Arrêt par défaut rendu publiquement par mise à disposition au greffe de la cour d’appel, les parties en ayant été préalablement avisées dans les conditions prévues à l’article 450 alinéa 2 du code de procédure civile,
Signé par Dominique BOISSELET, président, et par Sylvie GIREL, greffier, auquel la minute a été remise par le magistrat signataire.
****
FAITS, PROCEDURE ET DEMANDES DES PARTIES :
Le 10 juin 2016, Mme [L] [Z] épouse [O] a acheté à la société Autos Diffusion [Localité 6] (ADSE) un véhicule d’occasion Renault Grand Scenic III, mis en circulation pour la première fois le 8 décembre 2014, moyennant le prix de 20.772,76 euros toutes taxes comprises.

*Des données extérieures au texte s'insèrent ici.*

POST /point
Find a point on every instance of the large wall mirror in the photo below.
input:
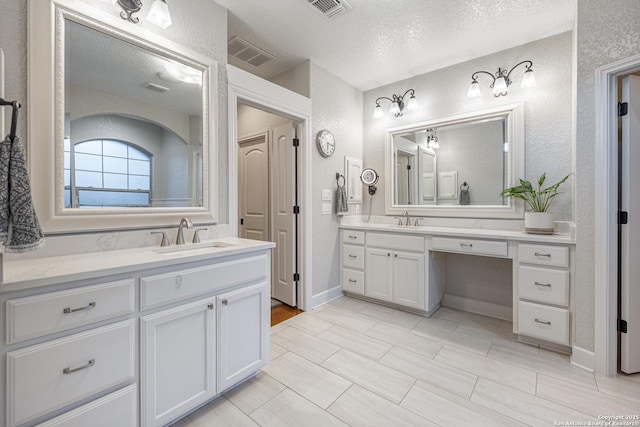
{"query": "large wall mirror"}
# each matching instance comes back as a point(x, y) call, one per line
point(456, 166)
point(128, 135)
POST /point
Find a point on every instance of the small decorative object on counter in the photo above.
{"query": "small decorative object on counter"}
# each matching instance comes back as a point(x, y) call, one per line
point(537, 219)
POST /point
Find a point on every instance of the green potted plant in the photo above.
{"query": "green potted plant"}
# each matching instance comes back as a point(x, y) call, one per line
point(537, 219)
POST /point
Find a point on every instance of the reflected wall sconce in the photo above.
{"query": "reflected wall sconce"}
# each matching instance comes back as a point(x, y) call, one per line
point(397, 104)
point(158, 14)
point(501, 80)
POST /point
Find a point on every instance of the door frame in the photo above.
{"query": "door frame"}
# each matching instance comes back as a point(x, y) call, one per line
point(606, 208)
point(260, 93)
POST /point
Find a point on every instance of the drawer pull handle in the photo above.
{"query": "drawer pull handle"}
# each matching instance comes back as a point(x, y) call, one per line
point(89, 364)
point(548, 285)
point(73, 310)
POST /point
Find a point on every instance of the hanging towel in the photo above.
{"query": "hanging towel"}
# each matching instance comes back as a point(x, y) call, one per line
point(19, 227)
point(465, 197)
point(341, 200)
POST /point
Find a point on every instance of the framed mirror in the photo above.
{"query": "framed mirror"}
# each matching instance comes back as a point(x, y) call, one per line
point(122, 123)
point(456, 166)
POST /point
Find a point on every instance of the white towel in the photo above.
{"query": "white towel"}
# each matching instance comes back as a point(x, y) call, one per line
point(19, 227)
point(341, 200)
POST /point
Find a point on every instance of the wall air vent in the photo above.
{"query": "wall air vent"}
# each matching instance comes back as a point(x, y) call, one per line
point(246, 52)
point(330, 8)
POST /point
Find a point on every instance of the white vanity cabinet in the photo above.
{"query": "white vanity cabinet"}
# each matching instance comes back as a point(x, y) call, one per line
point(544, 282)
point(141, 338)
point(178, 350)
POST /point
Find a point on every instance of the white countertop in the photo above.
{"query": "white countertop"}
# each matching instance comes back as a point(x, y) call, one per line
point(464, 232)
point(31, 273)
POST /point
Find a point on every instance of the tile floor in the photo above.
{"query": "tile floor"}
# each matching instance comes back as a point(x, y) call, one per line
point(353, 363)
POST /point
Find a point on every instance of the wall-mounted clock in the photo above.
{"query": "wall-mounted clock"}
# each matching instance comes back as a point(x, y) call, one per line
point(326, 143)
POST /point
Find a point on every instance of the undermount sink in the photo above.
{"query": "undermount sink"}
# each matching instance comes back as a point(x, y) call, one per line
point(192, 247)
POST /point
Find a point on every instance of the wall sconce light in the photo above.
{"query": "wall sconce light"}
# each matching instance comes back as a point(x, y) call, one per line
point(501, 80)
point(397, 104)
point(158, 14)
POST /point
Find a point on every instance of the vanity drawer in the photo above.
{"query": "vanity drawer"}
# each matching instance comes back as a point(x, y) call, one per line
point(353, 237)
point(353, 256)
point(556, 256)
point(178, 285)
point(470, 246)
point(396, 241)
point(116, 409)
point(353, 281)
point(56, 311)
point(49, 376)
point(544, 322)
point(544, 284)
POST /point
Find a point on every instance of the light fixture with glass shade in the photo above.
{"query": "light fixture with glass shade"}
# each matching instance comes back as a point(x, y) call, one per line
point(397, 104)
point(501, 81)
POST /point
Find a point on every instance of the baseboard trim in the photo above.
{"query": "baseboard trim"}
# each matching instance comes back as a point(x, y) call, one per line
point(324, 297)
point(478, 307)
point(584, 359)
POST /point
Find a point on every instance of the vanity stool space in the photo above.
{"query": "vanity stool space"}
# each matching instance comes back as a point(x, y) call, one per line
point(131, 337)
point(403, 267)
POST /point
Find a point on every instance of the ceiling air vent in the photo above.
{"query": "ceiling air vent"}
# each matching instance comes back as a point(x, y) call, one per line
point(330, 8)
point(246, 52)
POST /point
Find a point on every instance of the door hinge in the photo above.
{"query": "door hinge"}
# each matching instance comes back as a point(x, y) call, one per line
point(623, 217)
point(622, 326)
point(623, 108)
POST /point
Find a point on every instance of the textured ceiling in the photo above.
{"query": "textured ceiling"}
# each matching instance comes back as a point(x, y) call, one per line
point(383, 41)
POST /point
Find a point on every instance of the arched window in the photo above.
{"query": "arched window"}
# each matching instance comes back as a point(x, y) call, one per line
point(106, 173)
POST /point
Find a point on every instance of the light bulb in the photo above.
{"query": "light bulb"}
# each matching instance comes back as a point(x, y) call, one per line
point(412, 104)
point(395, 108)
point(474, 89)
point(500, 86)
point(159, 14)
point(528, 80)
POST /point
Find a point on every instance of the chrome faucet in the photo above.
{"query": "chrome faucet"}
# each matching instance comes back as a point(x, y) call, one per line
point(184, 222)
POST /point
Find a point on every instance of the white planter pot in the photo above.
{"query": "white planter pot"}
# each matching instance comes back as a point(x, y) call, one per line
point(539, 222)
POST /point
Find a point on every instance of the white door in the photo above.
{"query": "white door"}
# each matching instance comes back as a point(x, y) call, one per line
point(379, 274)
point(253, 188)
point(408, 279)
point(243, 333)
point(178, 358)
point(282, 202)
point(630, 237)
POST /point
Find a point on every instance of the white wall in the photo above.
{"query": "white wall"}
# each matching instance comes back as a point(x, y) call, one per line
point(441, 93)
point(607, 32)
point(200, 25)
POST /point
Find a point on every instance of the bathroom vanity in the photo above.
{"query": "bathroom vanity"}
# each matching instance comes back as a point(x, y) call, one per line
point(132, 337)
point(404, 266)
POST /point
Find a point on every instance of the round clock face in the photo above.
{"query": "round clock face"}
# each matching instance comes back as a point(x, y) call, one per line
point(326, 143)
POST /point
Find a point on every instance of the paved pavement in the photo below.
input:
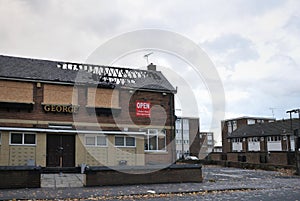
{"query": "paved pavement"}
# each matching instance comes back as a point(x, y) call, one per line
point(219, 184)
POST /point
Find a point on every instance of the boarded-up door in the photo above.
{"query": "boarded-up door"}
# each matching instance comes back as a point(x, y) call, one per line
point(60, 150)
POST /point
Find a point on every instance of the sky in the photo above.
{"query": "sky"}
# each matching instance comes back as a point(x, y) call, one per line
point(254, 46)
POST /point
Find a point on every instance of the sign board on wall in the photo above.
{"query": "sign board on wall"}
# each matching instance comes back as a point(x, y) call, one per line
point(142, 108)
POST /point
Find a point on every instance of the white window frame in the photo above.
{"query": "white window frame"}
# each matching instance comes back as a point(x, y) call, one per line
point(234, 125)
point(229, 127)
point(23, 139)
point(95, 141)
point(153, 133)
point(124, 140)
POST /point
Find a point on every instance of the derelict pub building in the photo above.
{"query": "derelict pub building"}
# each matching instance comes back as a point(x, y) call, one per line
point(60, 114)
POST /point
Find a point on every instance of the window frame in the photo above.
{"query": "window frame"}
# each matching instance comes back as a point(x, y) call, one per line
point(125, 141)
point(23, 139)
point(150, 134)
point(95, 140)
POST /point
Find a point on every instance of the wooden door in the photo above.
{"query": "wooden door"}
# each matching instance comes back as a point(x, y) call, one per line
point(60, 150)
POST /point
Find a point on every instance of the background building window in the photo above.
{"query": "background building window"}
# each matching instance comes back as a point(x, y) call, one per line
point(22, 139)
point(98, 140)
point(124, 141)
point(155, 140)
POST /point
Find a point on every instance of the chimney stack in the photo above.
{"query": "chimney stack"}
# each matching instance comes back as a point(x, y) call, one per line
point(152, 67)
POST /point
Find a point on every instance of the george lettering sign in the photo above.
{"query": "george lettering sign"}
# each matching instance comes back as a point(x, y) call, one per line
point(142, 108)
point(61, 108)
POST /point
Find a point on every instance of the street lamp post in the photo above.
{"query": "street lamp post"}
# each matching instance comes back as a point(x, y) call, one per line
point(296, 138)
point(182, 145)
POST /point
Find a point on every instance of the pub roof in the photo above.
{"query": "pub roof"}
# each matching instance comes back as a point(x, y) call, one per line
point(17, 68)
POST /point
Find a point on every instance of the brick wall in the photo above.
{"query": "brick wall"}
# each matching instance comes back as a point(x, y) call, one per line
point(173, 174)
point(19, 177)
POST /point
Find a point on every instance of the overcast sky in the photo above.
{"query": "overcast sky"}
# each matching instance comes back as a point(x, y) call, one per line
point(254, 44)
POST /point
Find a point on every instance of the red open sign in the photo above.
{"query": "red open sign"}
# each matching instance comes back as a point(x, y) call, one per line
point(142, 108)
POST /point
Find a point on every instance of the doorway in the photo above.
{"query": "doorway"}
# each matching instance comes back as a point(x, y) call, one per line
point(60, 150)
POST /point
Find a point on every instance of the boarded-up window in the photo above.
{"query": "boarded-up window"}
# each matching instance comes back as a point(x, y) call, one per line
point(105, 98)
point(20, 92)
point(58, 94)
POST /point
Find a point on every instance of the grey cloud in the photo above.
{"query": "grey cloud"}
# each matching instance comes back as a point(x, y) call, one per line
point(234, 46)
point(293, 24)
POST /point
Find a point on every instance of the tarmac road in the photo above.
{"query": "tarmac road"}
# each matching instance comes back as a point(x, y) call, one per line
point(219, 184)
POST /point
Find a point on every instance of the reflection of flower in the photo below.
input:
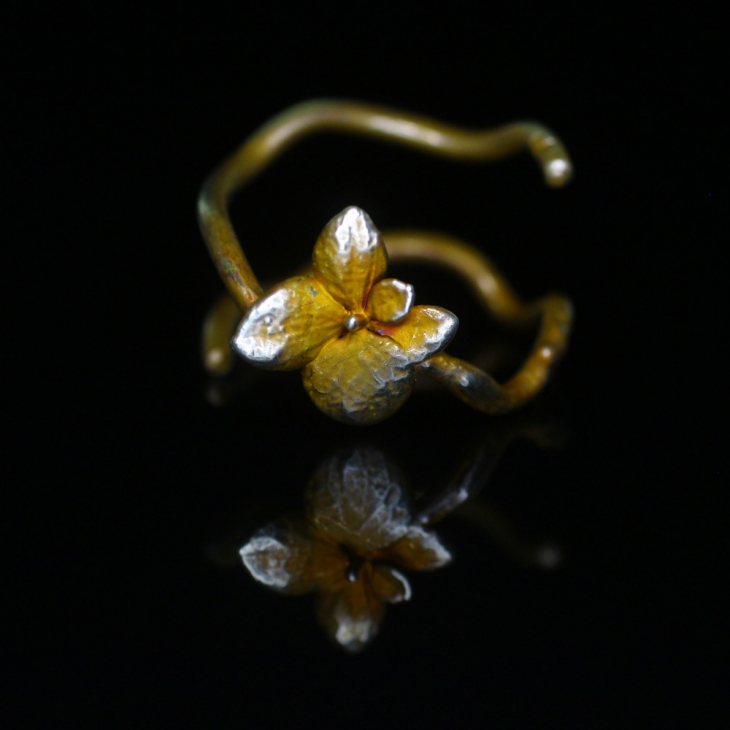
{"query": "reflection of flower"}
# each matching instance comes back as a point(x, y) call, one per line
point(357, 528)
point(357, 335)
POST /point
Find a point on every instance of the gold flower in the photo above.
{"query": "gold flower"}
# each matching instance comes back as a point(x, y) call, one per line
point(356, 334)
point(357, 530)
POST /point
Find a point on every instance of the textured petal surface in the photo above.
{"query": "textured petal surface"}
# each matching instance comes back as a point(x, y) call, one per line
point(287, 328)
point(359, 378)
point(418, 549)
point(390, 300)
point(349, 257)
point(358, 499)
point(287, 556)
point(390, 584)
point(424, 332)
point(351, 616)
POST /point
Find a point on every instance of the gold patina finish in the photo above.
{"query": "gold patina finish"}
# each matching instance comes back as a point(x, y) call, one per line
point(357, 335)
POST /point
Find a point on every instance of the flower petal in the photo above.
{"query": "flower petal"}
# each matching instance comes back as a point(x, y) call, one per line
point(390, 300)
point(358, 498)
point(359, 378)
point(349, 257)
point(287, 328)
point(424, 332)
point(287, 556)
point(418, 549)
point(351, 616)
point(390, 584)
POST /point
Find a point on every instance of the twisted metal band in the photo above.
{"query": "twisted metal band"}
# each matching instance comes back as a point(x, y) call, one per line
point(377, 399)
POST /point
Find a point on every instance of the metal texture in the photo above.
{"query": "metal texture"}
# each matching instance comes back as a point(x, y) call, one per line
point(356, 335)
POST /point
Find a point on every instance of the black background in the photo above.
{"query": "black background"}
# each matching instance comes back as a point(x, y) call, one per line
point(128, 475)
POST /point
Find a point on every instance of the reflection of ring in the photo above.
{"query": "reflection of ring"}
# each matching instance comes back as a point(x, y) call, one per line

Mme [O] a constaté une perte de puissance de son véhicule au cours du mois de juillet 2019. Ce défaut persistant malgré les réparations entreprises, M. [I] [S], expert automobile, procédait le 20 janvier 2020 à une expertise amiable du véhicule, contradictoire à l’égard de M. et Mme [O], la société Renault, constructeur du véhicule, et la société ADSE.
Par actes d’huissier de justice du 13 mai 2020, Mme [O] a fait assigner devant le tribunal judiciaire de Saint-Etienne les sociétés ADSE et Renault Retail Group Toulon aux fins de voir prononcer la résolution de la vente conclue le 10 juin 2016 pour vice caché, condamner la société ADSE à lui restituer le prix de vente du véhicule et à lui payer les frais engagés sur le véhicule à hauteur de la somme de 2.467,71 euros toutes taxes comprises, condamner la société Renault Retail Group Toulon à lui payer la somme de 211,68 euros au titre d’une intervention dénuée de résultat, condamner in solidum les sociétés ADSE et Renault Retail Group Toulon à lui payer des dommages et intérêts en réparation de son préjudice moral avec exécution provisoire de la décision à intervenir.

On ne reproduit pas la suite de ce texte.